As the limited sanctions the UN Security Council had imposed on Iran did not induce the government to give up its uranium enrichment programme, in 2012, the United States and the European Union imposed severe economic sanctions that severely affected Iran’s primary source of income: its oil and gas exports and that obstructed all financial transactions with Iranian banks. Beyond economic sanctions, computer viruses were planted in Iran's nuclear facilities, and Iranian nuclear scientists were murdered in targeted attacks. According to research and reports by the media, such as the New York Times, these activities originated in Israel or the United States. At the same time, negotiations between the six powers United States, Russia, China, Great Britain, France and Germany with Iran have been ongoing for years but achieved no results. Responsible for this is Iran's refusal to stop its uranium enrichment activities corresponding to the demands of the UN Security Council and the fact that the United States is not prepared to accept internationally controlled uranium enrichment activities and to lift its sanctions as a response to Iranian concessions.

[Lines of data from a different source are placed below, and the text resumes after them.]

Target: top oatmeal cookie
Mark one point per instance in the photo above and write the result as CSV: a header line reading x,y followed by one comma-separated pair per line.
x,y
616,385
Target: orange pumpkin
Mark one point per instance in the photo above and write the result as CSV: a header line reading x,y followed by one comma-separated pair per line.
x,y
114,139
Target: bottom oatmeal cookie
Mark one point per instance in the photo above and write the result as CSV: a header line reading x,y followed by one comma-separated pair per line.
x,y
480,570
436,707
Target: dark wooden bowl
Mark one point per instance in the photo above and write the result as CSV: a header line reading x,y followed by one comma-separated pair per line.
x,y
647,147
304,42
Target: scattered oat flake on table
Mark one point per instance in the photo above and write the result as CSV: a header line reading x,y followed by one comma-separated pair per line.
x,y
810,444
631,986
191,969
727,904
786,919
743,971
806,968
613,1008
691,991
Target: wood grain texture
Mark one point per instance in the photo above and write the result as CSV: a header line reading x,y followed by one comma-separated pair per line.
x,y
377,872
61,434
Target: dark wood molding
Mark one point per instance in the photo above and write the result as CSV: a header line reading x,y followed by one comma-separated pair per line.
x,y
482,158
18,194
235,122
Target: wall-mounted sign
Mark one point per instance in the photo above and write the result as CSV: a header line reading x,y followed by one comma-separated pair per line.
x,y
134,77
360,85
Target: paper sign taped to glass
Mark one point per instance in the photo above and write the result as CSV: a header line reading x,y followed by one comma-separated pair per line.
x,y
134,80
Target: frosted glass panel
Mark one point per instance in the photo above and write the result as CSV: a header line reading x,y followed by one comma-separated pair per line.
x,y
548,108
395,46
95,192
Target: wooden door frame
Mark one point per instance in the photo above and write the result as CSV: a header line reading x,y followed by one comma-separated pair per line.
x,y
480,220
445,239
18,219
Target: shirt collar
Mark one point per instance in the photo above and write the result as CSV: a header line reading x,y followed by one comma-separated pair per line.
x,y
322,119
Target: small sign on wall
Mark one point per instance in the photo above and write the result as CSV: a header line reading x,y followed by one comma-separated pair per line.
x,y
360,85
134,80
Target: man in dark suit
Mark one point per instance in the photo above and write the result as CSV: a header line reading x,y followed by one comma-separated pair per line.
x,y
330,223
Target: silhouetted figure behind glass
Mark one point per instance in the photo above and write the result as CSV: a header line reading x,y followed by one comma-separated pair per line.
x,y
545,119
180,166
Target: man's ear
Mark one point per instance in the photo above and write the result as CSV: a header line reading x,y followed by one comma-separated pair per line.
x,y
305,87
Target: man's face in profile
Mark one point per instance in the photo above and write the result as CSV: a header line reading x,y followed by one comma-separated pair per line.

Israel in particular but also the United States threatens with a military attack on Iran's nuclear facilities. Yet experts like former US Secretary of Defense Robert Gates warn that this "would prove catastrophic". They also agree that, indeed, an attack would set back Iran's nuclear programme at best a few years, but in reaction to such an attack, Iran would most likely decide to secretly develop atomic bombs as quickly as possible. Should such an attack take place without the consent of the UN Security Council—and such consent is not to be expected—this would constitute "a clear breach of the UN Charter" (Carl Bildt, Erkki Tuomioja), as stated by the Swedish and Finnish Foreign Ministers.